Ministry considering legal action against Unilever.

Cereal. (photo credit: AMY SPIRO)
Cereal.
(photo credit: AMY SPIRO)
Health Ministry officials toured the Unilever factory in Arad on Sunday and found that the company had acted “negligently but not maliciously” in the affair that led to salmonella-infected cereal on sale in Israeli supermarkets.
Prof. Itamar Grotto, associate director-general of the Health Ministry, led a team of experts in the tour of the plant Sunday morning. A spokeswoman for the Health Ministry said the company “fully cooperated” with them and said the manufacturer has hired an outside investigator to find out how the cereal had become infected with the bacteria. More work on the matter is needed, said the ministry.
The ministry decided to temporarily suspend the company’s GMP (Good Manufacturing Practice) status, an authorization that exempts them from routine tests.
To prevent further cases of bacteria infecting its products, the ministry said samples of the products will be tested more frequently than before “until further notice.” The team reportedly took samples of the company’s products during the Sunday morning tour.
While Unilever first claimed that no infected cereal boxes had made it to store shelves, they were later forced to recant that statement.
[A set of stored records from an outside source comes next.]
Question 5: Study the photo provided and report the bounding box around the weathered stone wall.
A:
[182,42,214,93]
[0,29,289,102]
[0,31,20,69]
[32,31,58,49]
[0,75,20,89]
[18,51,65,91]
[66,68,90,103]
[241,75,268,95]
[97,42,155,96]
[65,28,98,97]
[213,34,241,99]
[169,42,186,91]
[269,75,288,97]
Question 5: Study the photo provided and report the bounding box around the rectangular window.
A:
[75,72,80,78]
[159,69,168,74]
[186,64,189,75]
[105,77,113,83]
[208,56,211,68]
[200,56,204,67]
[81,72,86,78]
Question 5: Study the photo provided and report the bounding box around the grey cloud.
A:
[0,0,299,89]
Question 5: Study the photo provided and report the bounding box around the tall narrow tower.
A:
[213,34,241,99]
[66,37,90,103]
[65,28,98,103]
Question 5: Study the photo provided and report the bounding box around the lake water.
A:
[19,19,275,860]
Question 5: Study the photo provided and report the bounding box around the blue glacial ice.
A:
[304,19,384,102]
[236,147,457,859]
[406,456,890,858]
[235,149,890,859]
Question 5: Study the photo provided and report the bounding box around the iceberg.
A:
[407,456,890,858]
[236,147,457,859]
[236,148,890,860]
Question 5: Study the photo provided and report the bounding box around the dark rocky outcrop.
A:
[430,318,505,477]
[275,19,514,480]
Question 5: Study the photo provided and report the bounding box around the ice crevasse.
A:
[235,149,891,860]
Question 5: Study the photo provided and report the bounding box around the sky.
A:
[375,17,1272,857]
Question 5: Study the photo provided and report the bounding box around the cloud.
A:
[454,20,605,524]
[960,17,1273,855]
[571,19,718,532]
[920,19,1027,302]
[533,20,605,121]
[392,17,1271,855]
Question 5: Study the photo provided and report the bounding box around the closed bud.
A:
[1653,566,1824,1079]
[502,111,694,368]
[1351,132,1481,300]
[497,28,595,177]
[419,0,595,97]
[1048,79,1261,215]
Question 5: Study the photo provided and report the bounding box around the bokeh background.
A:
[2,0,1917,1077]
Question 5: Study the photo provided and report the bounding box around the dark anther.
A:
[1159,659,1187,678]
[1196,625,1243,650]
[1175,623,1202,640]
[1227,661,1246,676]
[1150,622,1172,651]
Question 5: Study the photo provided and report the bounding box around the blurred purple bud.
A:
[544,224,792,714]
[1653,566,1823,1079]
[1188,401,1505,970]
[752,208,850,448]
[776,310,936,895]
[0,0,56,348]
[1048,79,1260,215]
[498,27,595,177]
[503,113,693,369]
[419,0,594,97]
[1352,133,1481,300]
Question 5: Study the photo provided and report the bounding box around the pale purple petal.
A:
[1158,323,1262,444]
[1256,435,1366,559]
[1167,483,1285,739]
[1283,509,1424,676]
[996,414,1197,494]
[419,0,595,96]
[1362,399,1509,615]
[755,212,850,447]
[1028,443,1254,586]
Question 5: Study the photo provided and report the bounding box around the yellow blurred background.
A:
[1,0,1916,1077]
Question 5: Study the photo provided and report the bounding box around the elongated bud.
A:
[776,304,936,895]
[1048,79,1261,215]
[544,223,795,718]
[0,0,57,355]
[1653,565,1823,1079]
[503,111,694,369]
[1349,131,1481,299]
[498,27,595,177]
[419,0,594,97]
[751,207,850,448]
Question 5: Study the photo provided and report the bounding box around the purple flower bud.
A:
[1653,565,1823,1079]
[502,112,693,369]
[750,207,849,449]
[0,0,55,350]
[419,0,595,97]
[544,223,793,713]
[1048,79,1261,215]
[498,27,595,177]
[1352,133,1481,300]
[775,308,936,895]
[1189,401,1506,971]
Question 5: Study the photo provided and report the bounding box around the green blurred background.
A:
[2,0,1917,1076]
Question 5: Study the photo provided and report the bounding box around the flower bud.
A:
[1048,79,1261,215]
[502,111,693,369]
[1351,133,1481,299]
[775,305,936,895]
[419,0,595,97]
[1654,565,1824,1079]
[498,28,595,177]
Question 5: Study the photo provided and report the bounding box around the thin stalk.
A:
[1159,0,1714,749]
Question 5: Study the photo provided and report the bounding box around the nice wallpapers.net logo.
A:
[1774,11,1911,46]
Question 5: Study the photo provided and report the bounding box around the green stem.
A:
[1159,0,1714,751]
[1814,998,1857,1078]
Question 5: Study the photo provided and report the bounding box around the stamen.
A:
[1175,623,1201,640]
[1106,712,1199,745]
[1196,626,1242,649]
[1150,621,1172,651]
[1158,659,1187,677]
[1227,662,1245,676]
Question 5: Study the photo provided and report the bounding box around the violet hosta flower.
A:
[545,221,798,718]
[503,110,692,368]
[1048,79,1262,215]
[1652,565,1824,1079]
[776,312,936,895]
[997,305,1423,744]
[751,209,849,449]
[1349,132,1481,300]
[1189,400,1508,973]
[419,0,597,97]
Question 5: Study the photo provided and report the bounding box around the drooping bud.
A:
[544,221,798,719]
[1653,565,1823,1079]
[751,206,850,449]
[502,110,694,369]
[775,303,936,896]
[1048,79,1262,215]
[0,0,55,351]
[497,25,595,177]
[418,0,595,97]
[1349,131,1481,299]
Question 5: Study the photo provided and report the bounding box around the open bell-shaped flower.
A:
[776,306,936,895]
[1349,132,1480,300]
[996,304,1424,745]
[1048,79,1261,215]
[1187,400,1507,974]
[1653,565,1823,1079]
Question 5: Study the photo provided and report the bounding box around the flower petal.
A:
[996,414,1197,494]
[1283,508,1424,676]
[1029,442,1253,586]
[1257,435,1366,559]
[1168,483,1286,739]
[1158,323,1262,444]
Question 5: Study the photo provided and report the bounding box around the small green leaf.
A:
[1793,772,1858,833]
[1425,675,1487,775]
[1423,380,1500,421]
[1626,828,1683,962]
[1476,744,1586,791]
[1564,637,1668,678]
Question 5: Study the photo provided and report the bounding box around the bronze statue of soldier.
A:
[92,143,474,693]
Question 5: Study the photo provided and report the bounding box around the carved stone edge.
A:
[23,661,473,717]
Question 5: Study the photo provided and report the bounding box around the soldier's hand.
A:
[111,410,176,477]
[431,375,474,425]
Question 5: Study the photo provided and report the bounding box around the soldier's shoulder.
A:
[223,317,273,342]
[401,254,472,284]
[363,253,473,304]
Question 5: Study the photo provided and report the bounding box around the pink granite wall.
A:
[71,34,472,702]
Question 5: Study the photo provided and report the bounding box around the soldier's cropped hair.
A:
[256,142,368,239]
After changing its statement several times, the company admitted that some 240 boxes of Telma-brand cornflakes and coco pops contaminated with salmonella had reached certain stores.
Salmonella is a bacterium connected with animal or human tissues and feces and found everywhere in the environment – in the earth, in the human bowel, in raw chicken, red meat and fish, and elsewhere.
If virulent, it can cause diarrhea or worse in babies and the elderly who have weaker immune systems, but the bacteria in the cereals were not virulent, according to the ministry.
Hand washing prevents its spread, and proper cooking of food kills the pathogens.
Grotto said Salmonella infections had not risen higher than normal in the last few weeks. Veteran clinical dietitian Dr. Olga Raz said the story had been “exaggerated” and “sensationalized” by the media and that the matter was not health issue but a lack of transparency by the company.
Large food producers are allowed by ministry inspectors – after initial examinations – to test the quality of their products on their own, as the ministry has too few inspectors to cover all food products and manufacturers.
Health Minister Ya’acov Litzman first addressed the issue on Friday, after over a week of silence. Litzman said the ministry is considering legal action against Unilever.
MK Itzik Shmuli (Zionist Union), chairman of the safety lobby in the Knesset, and Yesh Atid MK Karen Elharar, chairman of the Knesset State Control committee, said the committee must meet urgently to investigate the activities of the Health Ministry in supervising (or failing to supervise) Unilever.